Il règne sur les pays européens une atmosphère semblable à celle qui a précédé la Commune de Paris. Qu’a-t-on sous les yeux ? Des républiques de banquiers, de notaires, d’agioteurs et de traîtres à leur nation. On a vu Mario Draghi sauter comme un pion docile de Goldman Sachs à la BCE pour atterrir à la Présidence du Conseil à Rome. Macron a transité comme négociateur chez Rothschild et s’est fait payer en nature les services rendus à Patrick Drahi et à Xavier Niel qui l’ont fait roi en l’appuyant par une offensive publicitaire médiatique que pouvait fournir leurs organes de presse dominants.

En Espagne, le gouvernement socio-démocrate a été contraint d’instituer un revenu minimal face à une pauvreté galopante. Le nombre des familles à très grand risque de précarité est estimé à 10 millions. Pedro Sanchez a gagné des échelons dans son parti en ayant produit une thèse en économie grandement plagiée. Sa carrière débutée dans les back office de l’Union européenne à Bruxelles a été facilitée par une aisance en anglais acquise au cours d’un long séjour aux Usa. C’est un adepte du Pacte de stabilité financière et donc des budgets de l’austérité.

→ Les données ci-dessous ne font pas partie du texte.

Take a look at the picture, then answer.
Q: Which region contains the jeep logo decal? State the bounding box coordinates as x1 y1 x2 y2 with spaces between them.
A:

En France, l’odieuse réforme des retraites taillée pour satisfaire les plus gros fonds d’investissements dans le monde a été repoussée à plus tard, mais la mise en application de celle du chômage dès le second semestre de 2021 va sans doute faire resurgir un mouvement social puissant. Obstinément destructeur des conquis sociaux et soucieux de réduire les salaires, dès cet été, le nouveau calcul amoindrira de 22% les allocations pour 40% des chômeurs.

L’Italie avait dès 2018 bien avant la crise surajoutée de la Covid-19 mis en place un faux revenu universel. Il garantit à 6,7 millions d’Italiens, les plus démunis, un revenu de 780 euros mensuel, le plus souvent en assurant un complément aux minuscules retraites qui n’atteignent pas ce seuil.

Ainsi se trouvent conjuguées une grande pauvreté, aggravée avec les licenciements liée à la récession que ne compense pas les formidables budgets de relance orientés vers les entreprises, et une répression policière et juridique appliquée à tout récalcitrant. Travailleurs syndiqués, étudiants, simples manifestants, toute expression démocratique est découragée et criminalisée.

Les Bezaine et les Thiers se multiplient et vendent sans nécessité, à l’encan et sans discussion les centrales électriques, la Poste, les autoroutes, les hôpitaux…

Bientôt les Gueux, les Misérables, les Sans-Dents vont se fédérer pour balayer les parasites, les traîtres et leurs factotums. Il est urgent de l’espérer mais on peut lire des signes ici et là qui semblent l’annoncer. La formidable solidarité nationale et internationale avec Dimitris Koufontinas en est un témoin.